L’incident du RMS Laconia va avoir des conséquences dramatiques. Jusqu’à présent, les U-Boats portaient un minimum d’assistance à ceux qu’ils avaient torpillés. Mais des U-Boats ayant été attaqués alors qu’ils s’étaient engagés dans une opération de sauvetage en arborant le drapeau de la Croix Rouge, l’amiral Karl Dönitz donnera l’ordre de ne plus porter aucun secours aux naufragés victimes de ses U-Boats, une décision qui sera utilisée pour accuser cet amiral de crimes de guerre, à Nuremberg, en 1946.

Le 8 mars 1943, Werner Hartenstein et tout son équipage périront à bord de l’U-156, victimes de grenades sous-marines lancées par un bombardier américain au large de l’île de la Barbade.

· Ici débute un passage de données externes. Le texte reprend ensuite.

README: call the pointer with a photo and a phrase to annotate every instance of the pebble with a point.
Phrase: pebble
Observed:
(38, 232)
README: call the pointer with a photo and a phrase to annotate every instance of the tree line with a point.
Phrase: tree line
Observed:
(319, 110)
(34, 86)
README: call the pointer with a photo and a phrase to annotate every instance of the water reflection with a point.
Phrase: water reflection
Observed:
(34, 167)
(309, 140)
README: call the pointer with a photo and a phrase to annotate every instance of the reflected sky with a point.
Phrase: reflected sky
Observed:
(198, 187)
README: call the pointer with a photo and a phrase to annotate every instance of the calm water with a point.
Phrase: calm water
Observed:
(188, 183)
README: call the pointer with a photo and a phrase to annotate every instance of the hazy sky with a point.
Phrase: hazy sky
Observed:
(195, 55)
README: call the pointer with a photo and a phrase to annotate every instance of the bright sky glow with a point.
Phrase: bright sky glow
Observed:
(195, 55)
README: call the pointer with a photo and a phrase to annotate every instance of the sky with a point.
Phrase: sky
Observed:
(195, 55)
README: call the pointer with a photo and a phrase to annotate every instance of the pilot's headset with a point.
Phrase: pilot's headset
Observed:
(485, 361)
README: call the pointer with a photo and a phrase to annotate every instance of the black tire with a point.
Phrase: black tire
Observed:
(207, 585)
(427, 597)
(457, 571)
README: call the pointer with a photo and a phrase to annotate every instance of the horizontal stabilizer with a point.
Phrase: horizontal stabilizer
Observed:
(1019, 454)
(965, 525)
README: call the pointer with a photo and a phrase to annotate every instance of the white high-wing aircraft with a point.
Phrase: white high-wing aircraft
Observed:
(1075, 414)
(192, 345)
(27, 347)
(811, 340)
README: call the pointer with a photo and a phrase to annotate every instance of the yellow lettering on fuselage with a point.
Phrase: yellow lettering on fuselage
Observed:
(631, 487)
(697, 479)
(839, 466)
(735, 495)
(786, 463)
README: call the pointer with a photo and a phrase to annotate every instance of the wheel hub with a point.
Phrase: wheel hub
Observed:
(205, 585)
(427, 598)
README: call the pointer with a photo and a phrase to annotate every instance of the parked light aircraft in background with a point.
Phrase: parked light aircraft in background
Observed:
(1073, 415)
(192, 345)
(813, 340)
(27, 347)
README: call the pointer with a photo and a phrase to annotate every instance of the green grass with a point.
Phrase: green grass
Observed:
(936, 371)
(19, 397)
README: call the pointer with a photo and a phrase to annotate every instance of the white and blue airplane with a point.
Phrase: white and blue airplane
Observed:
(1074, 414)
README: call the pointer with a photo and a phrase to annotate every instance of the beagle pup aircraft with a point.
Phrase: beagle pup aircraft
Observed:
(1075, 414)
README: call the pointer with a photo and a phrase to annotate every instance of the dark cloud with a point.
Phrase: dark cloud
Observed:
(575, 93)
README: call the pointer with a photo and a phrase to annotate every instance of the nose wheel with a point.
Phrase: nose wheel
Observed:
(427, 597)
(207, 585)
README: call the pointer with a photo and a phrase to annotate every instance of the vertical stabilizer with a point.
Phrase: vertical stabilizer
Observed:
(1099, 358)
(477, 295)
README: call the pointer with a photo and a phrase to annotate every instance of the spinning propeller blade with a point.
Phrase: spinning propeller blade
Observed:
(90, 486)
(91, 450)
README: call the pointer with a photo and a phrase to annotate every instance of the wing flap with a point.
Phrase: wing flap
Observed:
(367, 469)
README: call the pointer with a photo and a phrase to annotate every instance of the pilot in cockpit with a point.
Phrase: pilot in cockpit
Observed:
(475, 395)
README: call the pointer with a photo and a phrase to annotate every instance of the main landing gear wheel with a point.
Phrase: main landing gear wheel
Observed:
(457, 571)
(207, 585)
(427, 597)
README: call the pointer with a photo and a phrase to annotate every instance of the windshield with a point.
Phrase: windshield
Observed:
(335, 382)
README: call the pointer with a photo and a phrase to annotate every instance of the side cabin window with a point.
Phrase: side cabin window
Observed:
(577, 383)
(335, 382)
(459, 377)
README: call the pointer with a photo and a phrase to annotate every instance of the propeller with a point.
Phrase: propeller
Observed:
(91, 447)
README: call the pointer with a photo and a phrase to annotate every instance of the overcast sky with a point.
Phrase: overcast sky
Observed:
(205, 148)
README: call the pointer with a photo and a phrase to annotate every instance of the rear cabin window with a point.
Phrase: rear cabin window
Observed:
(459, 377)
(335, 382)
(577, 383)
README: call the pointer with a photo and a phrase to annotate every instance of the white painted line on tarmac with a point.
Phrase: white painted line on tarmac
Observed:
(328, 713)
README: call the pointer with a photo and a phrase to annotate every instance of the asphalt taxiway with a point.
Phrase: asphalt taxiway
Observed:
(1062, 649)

Cette présentation est très succincte car ce drame qui engage plusieurs milliers de femmes et d’hommes nécessiterait un épais volume pour rendre compte de son ampleur en considérant toutes les parties impliquées et à tous les niveaux. Je me souviens d’avoir pris connaissance de cet événement par le livre de Léonce Peillard, « L’affaire du Laconia », publié chez Robert Laffont dans la collection « Ce jour-là », une lecture passionnante mais qui doit être complétée par d’autres lectures. Wikipédia, L’Encyclopédie libre à laquelle je ne me fie généralement pas, a publié à ce sujet un article détaillé qui suggère d’intéressantes pistes de recherche. On y apprend par exemple que les pilotes du bombardier américain ont prétendu avoir coulé le U-156 et qu’ils seront décorés pour cet « acte de bravoure », on y apprend qu’aucune enquête n’a été ouverte sur le comportement des Américains dans ce qui est bien une affaire et que lors des derniers procès de Nuremberg un procureur a tenté de la citer comme preuve de crimes de guerre commis par l’amiral Karl Dönitz et les équipages de U-Boats, tentative qui n’a pas abouti et qui a causé bien de l’embarras aux États-Unis après publication du rapport détaillé de cette affaire.